C’era senz’altro materia d’indagine per il mio investigatore che inizia a girare per le strade di Amsterdam e lungo i suoi canali per cercare la location adatta per i suoi delitti e le sue indagini. Finalmente entra anche nel museo, che avrebbe potuto essere anche il luogo adatto in cui situare uno dei suoi omicidi. Il Campo di grano con volo di corvi era diverso da come ricordava di averlo visto in riproduzione. Era diverso anche dalle altre decine di quadri che stavano attaccati alle pareti, anche dal Campo di grano sotto un cielo nuvoloso e dalle Radici d’albero, che erano stati dipinti negli stessi giorni e stavano appesi ai suoi lati come sentinelle. Questo avevo visto e questo avevo attribuito al mio detective, che infine decide di dividere il suo tempo tra le strade di Amsterdam e la biblioteca del museo, dove comincia a studiare. Lascia perdere il portatile e annota su un lato del quaderno cose che potrebbero riguardare il suo racconto e dall’altro lato cose riguardanti Van Gogh. Ben presto le pagine del lato Van Gogh diventano le più numerose, e il quaderno alla fine sarà un quaderno Van Gogh. 
10. Il quadro che io avevo osservato sconcertato, come sconcertato era l’investigatore, si intitola Campo di grano con volo di corvi. Rappresenta un fosco paesaggio di spighe aggrovigliate forse dal soffio di una bufera imminente, così era scritto nei cataloghi e nei libri, anche se in realtà le spighe non sembravano mosse nell’una o nell’altra direzione da un vento turbinoso. Sembravano piuttosto compattate e agglutinate e calcificate in una sorta di stupore che invadeva tutto lo spazio.
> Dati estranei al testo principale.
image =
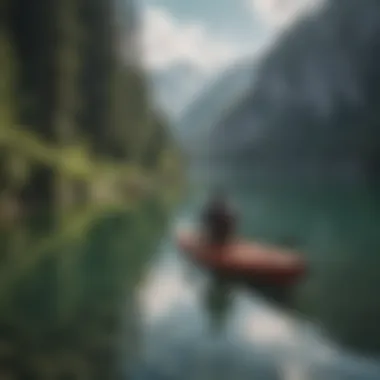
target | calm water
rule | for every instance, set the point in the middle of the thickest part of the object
(110, 297)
Sopra le spighe, tagliate da tre vasti sentieri, vola uno stormo di corvi neri sullo sfondo di un cielo che si abbuia, senza però che in esso si possano scorgere i segni di quella tempesta di cui si è letto, e che ci si aspetta di vedere. Ma al di là di ciò che si vedeva nel quadro, era violenta la sensazione che esso, il dipinto nel suo complesso, mi guardasse. Mi pareva di essere guardato, e al tempo stesso trattenuto da quello sguardo misterioso perché, allontanandomi di lì, non perdessi le parole inespresse di cui lo sentivo carico. Più sopra abbiamo incontrato Artaud che parla dei corvi che battono le ali su un cimbalo. Trovo rileggendolo nel mio racconto l’immagine di Vincent Van Gogh, seduto in un angolo del mondo, a battere con un sorriso disperato come fosse un cimbalo la superficie della terra con la punta dei suoi pennelli. 
11. Vincent Van Gogh. La sua decisione di essere pittore è emersa all’improvviso, e le sue lettere cominciano a riempirsi di schizzi, di disegni, subito grandi e misteriosi. Era l’inizio degli Anni ottanta. Il colore arriverà nel 1882. Ha preso una decisione che non avrebbe mutato più, anche se, alla fine, ogni tanto emerge in lui la consapevolezza del prezzo pagato per tener fede alla sua decisione: la vita in cambio della pittura. Ma già prima di questa scelta, prima dei primi dipinti, nelle sue lettere affiora di continuo la luce e il colore, che evidentemente avevano covato segretamente fin dall’inizio in qualche parte dentro di lui. Il sacrificio della vita. Torna il tema sacrificale che abbiamo incontrato in ognuna delle tappe del percorso di questo libro, in Manet, in Rembrandt, in Giacometti e in Cézanne. Van Gogh ha avuto meno tempo di tutti. Se l’inizio del colore è del 1882, egli prima di morire ha avuto solo otto anni, e sono stati otto anni molto tormentati, segnati a una solitudine abissale. Un solo periodo non è stato solo, quello vissuto con Sien, la prostituta de L’Aia per la quale ha combattuto, alla fine sconfitto, con il padre e il fratello. Ad Arles attende Gauguin e per un breve periodo vivono insieme. Sperava in una comunità di pittori, garantita appunto dal prestigio di Gauguin, che avrebbe finalmente non soltanto rappresentato e dato forma con uno sforzo collettivo al caos del mondo, ma che avrebbe anche legittimato economicamente il sostegno che il fratello gli aveva accordato per quasi un decennio. La rottura con Gauguin è drammatica. È ora lontano da tutti. Qui ha luogo l’episodio dell’orecchio tagliato e offerto a una prostituta, altro gesto sacrificale. Van Gogh si sente di fronte ad un’unica alternativa per sfuggire alla solitudine straziante e alle proteste dei cittadini di Arles, che gli hanno fatto capire, ancora una volta, che anche lì lui era in esilio, straniero e senza patria. L’alternativa è lo straniamento della legione straniera, in Africa dove già si era esiliato Rimbaud, o lo straniamento del manicomio. Alla fine viene scelto - da lui e dal fratello Theo - il manicomio di Saint-Rémy, in cui egli rimane recluso per un anno intero: dal maggio 1889 al maggio 1890. 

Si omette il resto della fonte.